Here’s the brief: create an atmospheric shot of a leading mens fragrance, based upon the product name, that evokes a feeling of adventure and escapism. As the product was Lynx ‘Africa’ I felt that a trip to the Sahara Desert was needed to create the right atmosphere.
Sadly an all expenses paid trip to the dark continent was not on the table, so I had to bring the desert to the studio.
The image was a composite of two pictures. The foreground was created in the studio using a Moroccan rug, a shower curtain, my walking boots, a genuine Tunisian drum and some real Saharan sand.
The view of the desert through the ‘tent’ opening was taken on our 2010 overland trip to the Tunisian Sahara and added into the shot in post.
Firstly the rug was draped across my work table and propped up at the rear on the right to create a backdrop for the product and a ‘blank’ area where I could latter add in the external desert shot. To add to the impression that we were sitting inside a tent I hung a semi-transparent shower curtain across the ‘entrance’. And ‘swagged’ it to add some depth.
Next came the lighting. When ‘faking’ a scene or blending two shots it is essential to ensure that the direction of light is complimentary and ‘makes sense’.
In this case I needed the light to appear as if it were coming in through the ‘tent opening’ thereby ‘backlighting’ the product, casting a graduated light along the rug and projecting the shadows of the boots and drum towards the camera. To this end I placed a strip soft box to the rear and left aimed at, approximately, 45 degrees across the scene. This simulated the daylight coming I from ‘outside’. To give greater control of the light I added a grid. This ensured that the light fell in a narrow band and ‘raked’ across the rug.
This had the effect of adding a rim light to the product, but also created a silhouette. Very artistic, but not good for advertising when you can only see the outline and can’t read the label or make out what the product is!

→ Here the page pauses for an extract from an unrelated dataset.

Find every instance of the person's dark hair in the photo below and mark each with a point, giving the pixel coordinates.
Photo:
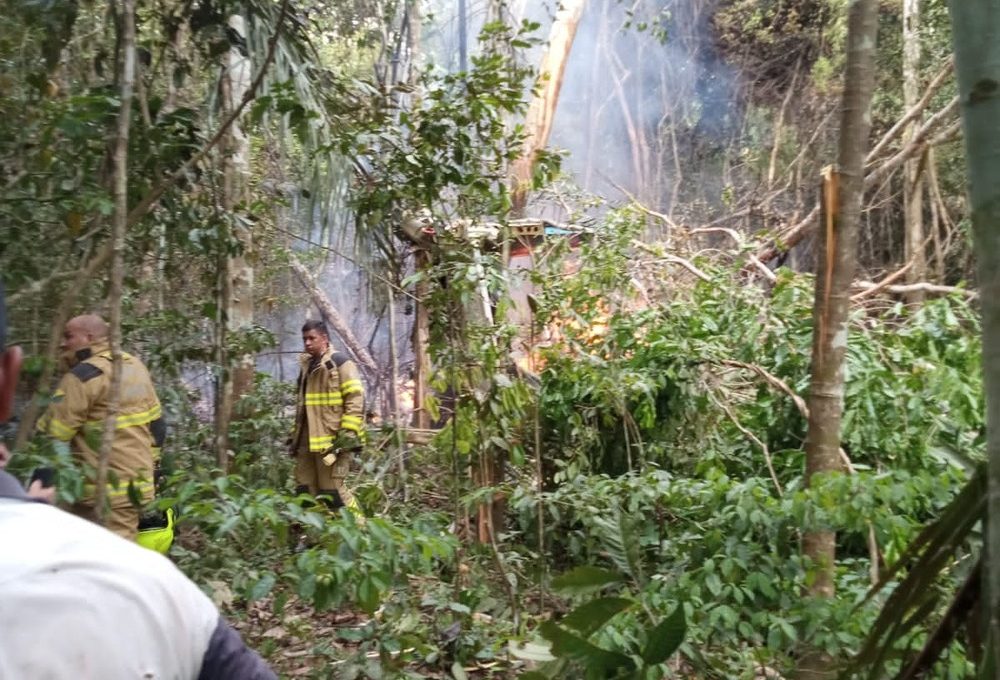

Inside the ‘tent’ I wanted a subdued light and so I didn’t really want to front light the product directly. I simply needed a bit of fill. To achieve this I added a large white reflector, to camera right, which bounced light from the other lights onto the front of the product. This was enough to define the product name and add a reflection in the silver parts of the label helping to make them stand out.
I always intended to ‘spot light’ the product from above and so I placed a grid spot on an overhead boom and brought this down to focus the beam just around the three objects. This helped to add relief to the items highlighting the shapes despite the fact that they were virtually all black. By bring the light towards the camera and angling it down it also brought out the colours in the logos.
A third light was added to camera left with a large (170cm) octa softbox. This was on a very low power setting and was used to fill out the shadows and help me to control the degree of contrast and shadow to produce the deired ‘atmosphere’.
The sand, which we brought back from the desert in a tupperware container, was then poured onto the rug to create the effect that it had blown into the ‘tent’ entrance.
I took several ‘clean’ shots before adding a few ‘puffs’ of baby talcum powder into the air. The airborne particles were lit by lights and created a slightly dust atmosphere to the tent. The ‘clean’ shots meant I had reference images to use to get the products looking just right.
Once I had my images I imported them all into photoshop. Firstly I ensured that the product was as crisp and clear as possible. I removed dust specks and small imperfections on the bottles and box. Next I enhanced the colours on the logos and using the dodge and burn tools I emphasised the product names and the shapes of the bottles.
Next I imported the desert images and using a layer mask I composited it into the back of the image. As the image was in focus and sharp I had to add a degree of blurring so that blended with the depth of field in the main photo. A few tweaks with the clone brush and the sands on the carpet and sands in the desert were merged together. Surprisingly I didn’t have to do too much colour blending to get the match. Using various transparency modes I was able to show the desert through the shower curtain to make it appear more realistic.
Finally a warming filter was added to the scene behind the product and there were a few more tweaks of micro-contrast and colour vibrance.
Not a bad way to spend the last day of the year, especially as our broadband had gone down and we had no television or internet to entertain us!